The Oscar-nominated new film Hamnet depicts the family life of William and Agnes Shakespeare and their “soul-shattering” loss of a child. It’s a powerful story that fills in a lot of blanks.
In Maggie O’Farrell’s eloquent 2020 novel and deeply moving new film based on it, Hamnet, Shakespeare’s wife Agnes is an herbalist with a knowledge of herbs and an almost supernatural ability to sense the future. However, she is unable to save her young son from the plague, and his death prompts the boy’s father to write one of the greatest plays in literary history, Hamlet. And almost none of them are verifiably true. On the page and on the screen, Hamnet is a work of inspired imagination, a rich exploration of sadness woven from all sorts of facts. It cannot be said that O’Farrell, who also wrote the film’s screenplay with director Chloé Zhao, distorted the real-life story. teeth Despite centuries of historians investigating Shakespeare’s past, there is no known story.
The sparse facts about Shakespeare’s family far outweigh the questions they raise. Records show that in 1582, 18-year-old William Shakespeare married 26-year-old Anne Hathaway, who was pregnant with their first child, Susanna. Three years later, their twins were called Judith and Hamnet, the same name as Hamlet at the time. Hamnet died in 1596 when he was only 11 years old. He was buried on August 11, but it is almost certain that Shakespeare, traveling with his troupe, missed the funeral in time. About four years later he wrote Hamlet. Make it what you want.

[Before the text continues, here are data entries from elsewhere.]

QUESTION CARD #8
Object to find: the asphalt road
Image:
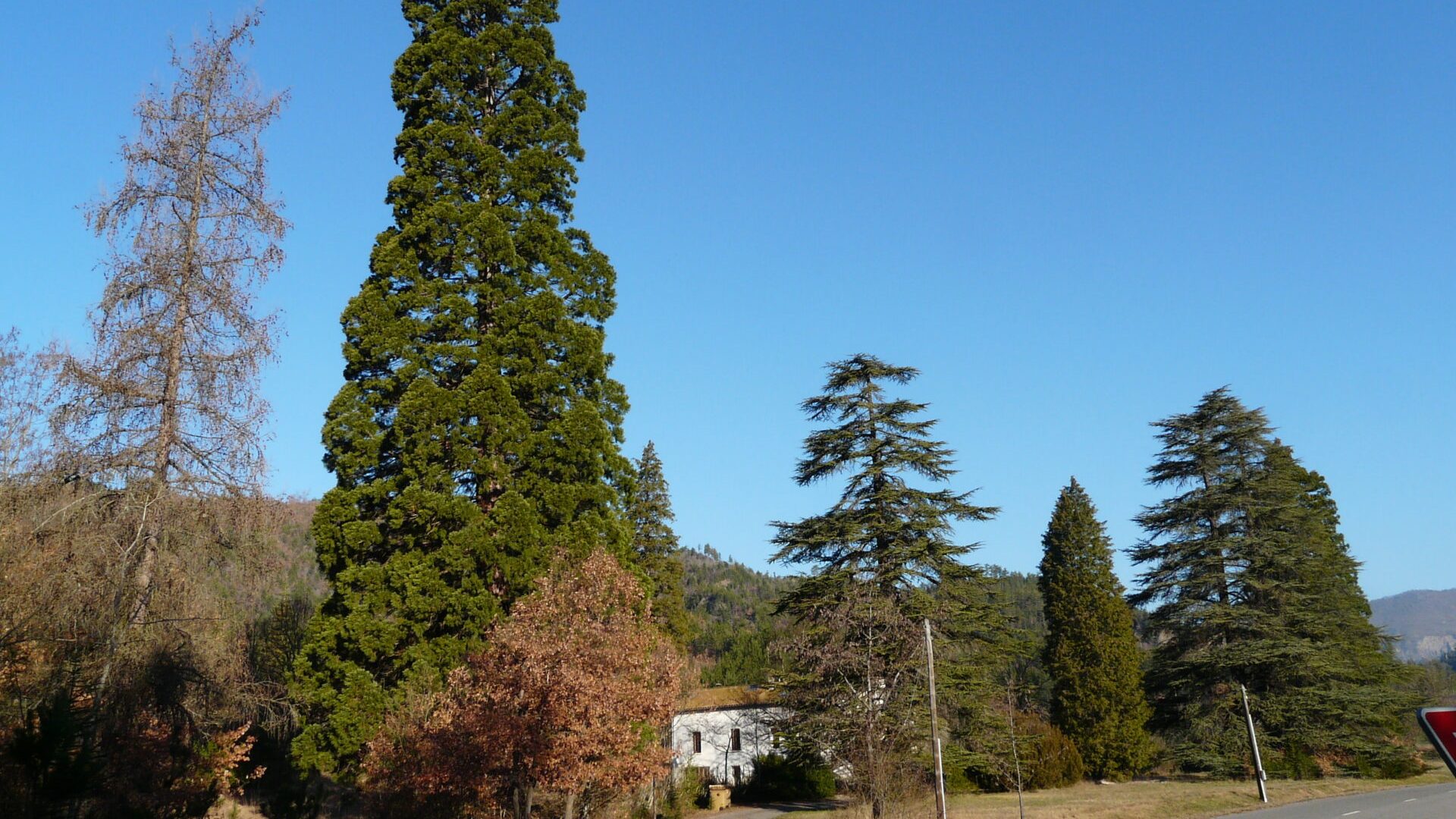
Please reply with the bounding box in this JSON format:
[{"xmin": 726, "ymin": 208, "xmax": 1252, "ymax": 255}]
[
  {"xmin": 714, "ymin": 799, "xmax": 849, "ymax": 819},
  {"xmin": 1223, "ymin": 783, "xmax": 1456, "ymax": 819}
]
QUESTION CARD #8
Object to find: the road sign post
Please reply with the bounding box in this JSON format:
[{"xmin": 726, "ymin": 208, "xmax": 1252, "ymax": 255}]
[
  {"xmin": 1415, "ymin": 707, "xmax": 1456, "ymax": 775},
  {"xmin": 1239, "ymin": 685, "xmax": 1269, "ymax": 802}
]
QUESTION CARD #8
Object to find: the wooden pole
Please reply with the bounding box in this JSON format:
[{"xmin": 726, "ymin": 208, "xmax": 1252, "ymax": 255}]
[
  {"xmin": 1239, "ymin": 683, "xmax": 1269, "ymax": 802},
  {"xmin": 924, "ymin": 618, "xmax": 945, "ymax": 819}
]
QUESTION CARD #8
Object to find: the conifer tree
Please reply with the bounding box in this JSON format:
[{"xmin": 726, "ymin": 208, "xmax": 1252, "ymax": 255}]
[
  {"xmin": 774, "ymin": 354, "xmax": 1005, "ymax": 819},
  {"xmin": 294, "ymin": 0, "xmax": 630, "ymax": 775},
  {"xmin": 1038, "ymin": 478, "xmax": 1152, "ymax": 780},
  {"xmin": 1130, "ymin": 388, "xmax": 1269, "ymax": 774},
  {"xmin": 628, "ymin": 441, "xmax": 692, "ymax": 645},
  {"xmin": 1131, "ymin": 388, "xmax": 1414, "ymax": 775}
]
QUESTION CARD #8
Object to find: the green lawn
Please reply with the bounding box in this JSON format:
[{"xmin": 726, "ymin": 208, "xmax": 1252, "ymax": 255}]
[{"xmin": 795, "ymin": 767, "xmax": 1453, "ymax": 819}]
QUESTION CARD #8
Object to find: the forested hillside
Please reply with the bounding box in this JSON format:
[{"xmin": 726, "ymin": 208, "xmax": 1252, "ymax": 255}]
[
  {"xmin": 1370, "ymin": 588, "xmax": 1456, "ymax": 661},
  {"xmin": 677, "ymin": 545, "xmax": 796, "ymax": 685}
]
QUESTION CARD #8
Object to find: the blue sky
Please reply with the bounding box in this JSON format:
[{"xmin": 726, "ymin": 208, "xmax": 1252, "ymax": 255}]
[{"xmin": 0, "ymin": 0, "xmax": 1456, "ymax": 596}]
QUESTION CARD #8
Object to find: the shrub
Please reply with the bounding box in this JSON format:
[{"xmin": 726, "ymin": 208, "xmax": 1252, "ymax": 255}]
[
  {"xmin": 966, "ymin": 711, "xmax": 1086, "ymax": 791},
  {"xmin": 733, "ymin": 754, "xmax": 834, "ymax": 802}
]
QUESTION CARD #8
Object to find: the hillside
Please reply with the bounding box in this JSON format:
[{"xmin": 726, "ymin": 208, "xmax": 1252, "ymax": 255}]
[
  {"xmin": 677, "ymin": 545, "xmax": 796, "ymax": 664},
  {"xmin": 1370, "ymin": 588, "xmax": 1456, "ymax": 661}
]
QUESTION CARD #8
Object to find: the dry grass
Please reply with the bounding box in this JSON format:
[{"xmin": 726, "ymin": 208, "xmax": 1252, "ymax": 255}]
[{"xmin": 795, "ymin": 768, "xmax": 1450, "ymax": 819}]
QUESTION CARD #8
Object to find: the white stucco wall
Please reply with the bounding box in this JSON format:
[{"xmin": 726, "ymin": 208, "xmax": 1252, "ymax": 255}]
[{"xmin": 673, "ymin": 705, "xmax": 779, "ymax": 786}]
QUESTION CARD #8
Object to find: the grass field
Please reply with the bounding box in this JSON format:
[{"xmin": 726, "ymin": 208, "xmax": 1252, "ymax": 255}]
[{"xmin": 795, "ymin": 768, "xmax": 1453, "ymax": 819}]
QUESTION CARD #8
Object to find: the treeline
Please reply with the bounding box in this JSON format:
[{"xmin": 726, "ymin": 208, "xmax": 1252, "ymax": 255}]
[
  {"xmin": 770, "ymin": 356, "xmax": 1439, "ymax": 813},
  {"xmin": 0, "ymin": 0, "xmax": 1432, "ymax": 819}
]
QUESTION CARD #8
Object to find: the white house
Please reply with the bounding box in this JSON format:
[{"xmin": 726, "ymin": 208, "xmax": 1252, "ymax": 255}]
[{"xmin": 671, "ymin": 685, "xmax": 782, "ymax": 786}]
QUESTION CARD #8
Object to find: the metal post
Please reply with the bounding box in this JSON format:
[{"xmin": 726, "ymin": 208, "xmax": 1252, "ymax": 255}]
[
  {"xmin": 1006, "ymin": 670, "xmax": 1027, "ymax": 819},
  {"xmin": 1239, "ymin": 683, "xmax": 1269, "ymax": 802},
  {"xmin": 924, "ymin": 618, "xmax": 945, "ymax": 819}
]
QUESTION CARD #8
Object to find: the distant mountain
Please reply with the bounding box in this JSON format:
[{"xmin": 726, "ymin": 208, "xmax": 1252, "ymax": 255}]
[
  {"xmin": 677, "ymin": 547, "xmax": 798, "ymax": 657},
  {"xmin": 1370, "ymin": 588, "xmax": 1456, "ymax": 661}
]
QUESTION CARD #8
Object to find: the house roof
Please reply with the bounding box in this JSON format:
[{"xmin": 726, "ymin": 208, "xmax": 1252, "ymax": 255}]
[{"xmin": 677, "ymin": 685, "xmax": 774, "ymax": 713}]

AlamyNo one knows whether Shakespeare felt he had to marry a pregnant Anne, or whether the two were intensely in love. No one knows how Hamnet died, but the plague was prevalent at the time and is considered the most likely cause of Hamnet’s death. Most important to the book and movie, no one knows much about Anne herself, including whether she was literate. This fiction gives her a strong-willed personality (as portrayed on screen by Jesse Buckley in an Oscar-nominated performance) and a passionate romance with Shakespeare (Paul Mescal). Hamnet is very much about Agnes.